The format for the configuration URIs is the following:
s3:${httpProto}://${accessKey}:${secretKey}@${hostAndPort}/?style=${style}
The optional parameter requestTimeout
can also be specified in the query string of such URI:
...?style=${style}&requestTimeout=${timeInMilliseconds}
When using with AWS, the style virtualHost
is recommended. Without (according your AWS settings), you can get the following error if using the path
style.
java.lang.NullPointerException: originalUrl
at com.ning.http.client.uri.UriParser.parse(UriParser.java:X)

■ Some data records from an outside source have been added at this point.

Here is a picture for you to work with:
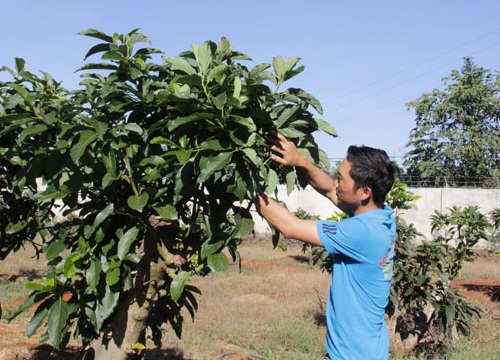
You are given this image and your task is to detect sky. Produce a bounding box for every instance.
[0,0,500,162]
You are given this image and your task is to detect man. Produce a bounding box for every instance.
[257,134,396,360]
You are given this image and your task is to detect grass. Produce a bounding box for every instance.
[0,241,500,360]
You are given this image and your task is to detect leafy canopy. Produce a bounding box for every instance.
[0,29,336,347]
[404,58,500,186]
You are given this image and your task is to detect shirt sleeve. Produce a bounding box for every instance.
[317,218,369,261]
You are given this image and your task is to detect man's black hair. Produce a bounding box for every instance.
[346,145,398,207]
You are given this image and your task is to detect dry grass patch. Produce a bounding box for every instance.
[160,240,330,360]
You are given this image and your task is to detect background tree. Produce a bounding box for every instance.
[403,58,500,186]
[0,30,336,360]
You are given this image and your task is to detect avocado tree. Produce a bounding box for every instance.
[0,29,336,360]
[404,57,500,187]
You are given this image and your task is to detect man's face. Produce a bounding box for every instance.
[335,159,363,210]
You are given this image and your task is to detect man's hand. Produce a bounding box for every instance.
[266,131,308,167]
[267,132,337,205]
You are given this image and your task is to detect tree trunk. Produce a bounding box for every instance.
[386,304,434,359]
[82,221,174,360]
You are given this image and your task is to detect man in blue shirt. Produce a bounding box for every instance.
[257,134,397,360]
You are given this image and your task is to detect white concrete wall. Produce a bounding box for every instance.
[254,186,500,237]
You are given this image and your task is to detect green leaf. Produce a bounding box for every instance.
[166,57,197,75]
[19,124,47,142]
[207,253,229,272]
[201,240,224,259]
[26,308,49,337]
[265,168,279,194]
[314,118,338,137]
[154,205,179,220]
[47,298,69,349]
[106,267,120,286]
[45,239,66,261]
[170,270,191,301]
[95,285,120,332]
[85,259,102,290]
[285,169,296,195]
[127,192,149,212]
[70,130,97,162]
[125,123,144,135]
[232,209,255,239]
[198,152,232,183]
[93,203,114,228]
[191,41,215,75]
[118,226,139,260]
[168,113,214,131]
[276,105,300,129]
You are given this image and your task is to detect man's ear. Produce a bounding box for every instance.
[361,186,372,202]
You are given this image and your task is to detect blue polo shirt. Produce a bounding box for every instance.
[317,206,396,360]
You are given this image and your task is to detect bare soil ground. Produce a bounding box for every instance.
[0,243,500,360]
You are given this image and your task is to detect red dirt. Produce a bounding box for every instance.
[0,260,500,360]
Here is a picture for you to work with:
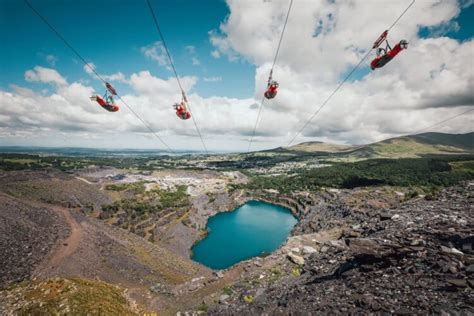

Jet lag: A S3 client must be configured with the appropriate system time. Otherwise with S3, the RequestTimeTooSkewed
error can occur.
java.lang.IllegalStateException: Could not update the contents of the object [...]. Response (403 / Forbidden): <?xml version="1.0" encoding="UTF-8"?><Error><Code>RequestTimeTooSkewed</Code></Error>
Versioning: When using versioning with S3, you may obtain version id "null"
(not null
), this is the version assigned to objects on non-versioned buckets.
See Managing Objects in a Versioning-Enabled Bucket S3 documentation for more details.
Naming Restrictions: S3 bucket naming restriction applies (3-63 characters long, only lower cases, numbers and hyphens, etc.), it’s recommended to use DNS-compliant bucket names.